Scientists at the University of California, in a remarkable research, have developed a device that can decode signals from the brain’s speech centers to produce speech through a synthesizer. The study entitled“Speech synthesis from neural decoding of spoken sentences”,was published in the journal Nature.
Previous attempts to artificially translate brain activity into speech have mostly focused on understanding how speech sounds are represented in the brain, which mostly had shown limited success. However the current study targeted the brain areas that send the instructions needed to coordinate the sequence of movements of the tongue, lips, jaw and throat during speech.
“We reasoned that if these speech centres in the brain are encoding movements rather than sounds, we should try to do the same in decoding those signals,” said Gopala Anumanchipalli, a speech scientist at UCSF and the paper’s first author to The Guardian.
The team enrolled five participants who were about to undergo neurosurgery for epilepsy. In preparation for the operation, doctors temporarily implanted electrodes in the brain to map the sources of the patients’ seizures. While the electrodes were in place, the patients were asked to read several hundred sentences aloud. The scientists at the same time recorded activity from a brain area known to be involved in speech production.

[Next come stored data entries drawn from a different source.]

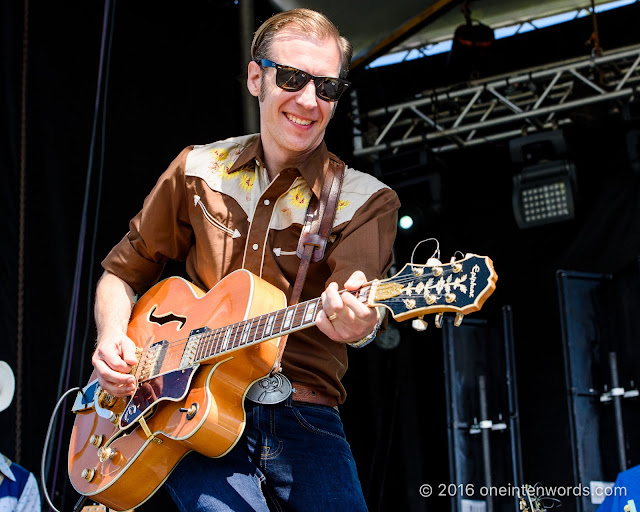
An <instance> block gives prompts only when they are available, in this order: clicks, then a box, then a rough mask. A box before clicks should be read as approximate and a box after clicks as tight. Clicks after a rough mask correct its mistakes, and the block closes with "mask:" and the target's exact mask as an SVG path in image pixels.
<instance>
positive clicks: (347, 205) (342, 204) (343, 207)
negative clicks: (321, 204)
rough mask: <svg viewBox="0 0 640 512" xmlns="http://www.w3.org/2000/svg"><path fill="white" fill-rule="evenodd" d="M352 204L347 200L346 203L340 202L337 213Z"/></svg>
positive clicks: (343, 201) (338, 206)
mask: <svg viewBox="0 0 640 512" xmlns="http://www.w3.org/2000/svg"><path fill="white" fill-rule="evenodd" d="M350 204H351V201H347V200H346V199H345V200H344V201H338V207H337V208H336V211H338V212H339V211H340V210H342V209H343V208H345V207H346V206H349V205H350Z"/></svg>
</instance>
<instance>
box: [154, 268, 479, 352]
mask: <svg viewBox="0 0 640 512" xmlns="http://www.w3.org/2000/svg"><path fill="white" fill-rule="evenodd" d="M460 274H461V276H462V275H466V274H463V273H462V272H460ZM452 275H454V274H453V273H451V274H447V277H449V276H452ZM439 277H440V278H441V279H439V280H438V282H440V281H441V280H444V278H445V275H444V274H443V275H441V276H439ZM418 278H420V279H419V280H420V281H422V280H424V279H425V278H427V279H428V280H429V279H431V278H436V276H434V275H433V274H429V275H426V276H425V275H422V276H416V275H410V276H404V277H401V278H399V279H395V280H393V281H388V280H384V281H380V283H379V284H387V283H389V284H396V283H397V284H405V283H406V284H408V283H411V282H413V281H415V280H416V279H418ZM371 285H372V283H371V282H369V283H366V284H365V285H364V286H363V287H362V288H360V289H359V290H355V291H352V292H351V294H352V295H356V294H357V293H359V292H360V291H362V290H363V289H366V288H369V290H366V291H367V295H368V293H369V291H370V288H371ZM460 285H463V286H466V285H464V284H463V282H459V283H456V282H455V281H453V282H451V281H449V282H447V281H445V284H443V285H441V286H442V287H447V286H448V287H451V286H454V288H457V287H459V286H460ZM418 286H419V285H418ZM343 291H345V290H341V292H340V293H342V292H343ZM420 295H422V292H420V293H417V294H416V296H420ZM434 295H435V296H436V297H441V296H442V293H436V294H434ZM316 300H317V301H318V306H319V308H318V310H321V309H322V301H320V300H319V299H312V300H310V301H307V302H303V303H301V304H297V305H294V306H288V307H285V308H283V309H281V310H278V311H273V312H270V313H265V314H263V315H260V316H257V317H253V318H251V319H247V320H241V321H240V322H235V323H233V324H229V325H226V326H223V327H218V328H215V329H211V330H210V331H207V332H205V333H202V334H203V335H208V336H207V337H208V338H209V339H207V340H204V341H203V340H202V339H199V340H198V346H200V344H201V343H205V344H206V343H210V344H211V345H212V347H211V348H213V349H214V350H213V352H212V353H211V354H210V355H209V356H207V357H214V356H218V355H222V354H224V353H225V352H231V351H232V350H233V349H237V348H240V346H243V345H244V346H247V345H250V344H253V343H256V342H262V341H267V340H268V339H273V338H277V337H279V336H283V335H284V334H285V333H287V332H290V331H291V329H285V330H284V332H283V331H282V325H281V327H280V332H279V333H277V334H274V332H273V330H272V331H271V334H269V336H270V338H268V337H264V334H263V335H262V336H260V337H259V338H258V340H256V339H255V338H256V334H257V330H258V329H259V328H260V322H261V320H262V318H264V317H266V318H267V319H268V317H269V316H270V315H273V314H274V313H275V315H274V319H275V318H276V317H277V315H278V314H280V313H282V312H285V311H287V310H289V309H291V310H293V311H294V319H295V316H297V315H298V313H299V312H298V311H296V308H297V307H298V306H300V305H303V304H310V303H312V302H313V301H316ZM404 300H406V299H404V298H398V297H390V298H389V299H385V300H384V302H387V303H392V304H393V303H401V302H403V301H404ZM379 302H381V301H379ZM429 307H431V308H433V307H438V306H437V305H431V306H429ZM451 307H454V308H455V307H456V306H451ZM285 314H286V313H285ZM302 314H303V315H304V312H303V313H302ZM256 320H258V322H257V324H256V325H255V326H254V325H250V327H249V332H248V334H247V336H246V338H247V339H248V338H251V336H252V335H253V338H254V340H253V341H252V342H249V343H246V342H245V343H240V344H239V345H238V346H233V345H234V344H235V343H237V341H233V342H231V349H229V350H227V349H225V350H222V351H219V352H218V350H219V349H220V348H221V347H220V342H221V341H222V340H223V339H224V338H225V337H226V334H227V332H229V333H233V330H234V329H236V333H235V336H234V338H237V336H238V333H239V331H241V330H243V329H241V328H240V327H241V326H242V325H243V324H244V326H246V325H249V323H251V324H253V323H254V322H255V321H256ZM282 321H284V317H283V318H282ZM314 322H315V318H314V320H313V321H312V322H309V325H308V327H310V326H311V325H313V323H314ZM304 323H305V322H304V321H303V322H302V323H300V324H297V323H296V324H295V325H297V326H298V327H301V326H302V325H303V324H304ZM265 327H266V323H265V325H264V326H263V332H264V328H265ZM222 333H224V334H223V336H222V340H221V339H220V338H221V337H220V336H219V335H220V334H222ZM232 335H233V334H230V335H229V340H227V343H226V344H225V346H228V343H229V341H230V338H231V336H232ZM241 336H242V337H245V332H242V334H241ZM190 337H191V335H189V336H187V337H185V338H180V339H178V340H173V341H169V342H168V343H167V345H166V349H167V351H168V350H171V351H172V352H173V351H175V350H176V349H179V348H180V347H181V346H182V345H186V344H187V343H188V342H189V338H190ZM216 337H217V338H218V339H215V338H216ZM201 338H202V337H201ZM147 353H148V352H147ZM205 359H206V358H205ZM149 363H151V361H149V362H148V363H147V364H149Z"/></svg>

The researchers aimed to decode the speech using a two-step process. First process involved translating electrical signals in the brain to vocal movements and then translating those movements into speech sounds.
The scientists already had access to a large data connecting vocal movements to speech sounds which were compiled in previous studies.
They then trained a machine learning algorithm to be able to match patterns of electrical activity in the brain with the vocal movements this would produce movements such as pressing the lips together, tightening vocal cords and shifting the tip of the tongue to the roof of the mouth. They describe the technology as a “virtual vocal tract” that can be controlled directly by the brain to produce a synthetic approximation of a person’s voice.
The scientists enrolled listeners who were reported to be able to readily interpret vocabulary by identifying and transcribing speech synthesized from cortical activity. In one test they were given 100 sentences and a pool of 25 words to select from each time, including target words and random ones. The Guardian reported that the listeners could transcribe the sentences perfectly 43% of the time.
Furthermore, the study also reported that the decoder could synthesize speech when a participant silently mimed sentences.
These findings advance the clinical practicability of using speech neuroprosthetic technology to restore spoken communication.
“For the first time … we can generate entire spoken sentences based on an individual’s brain activity,” said Edward Chang, a professor of neurological surgery at the University of California San Francisco (UCSF) and the senior author of the work. “This is an exhilarating proof of principle that, with technology that is already within reach, we should be able to build a device that is clinically viable in patients with speech loss.”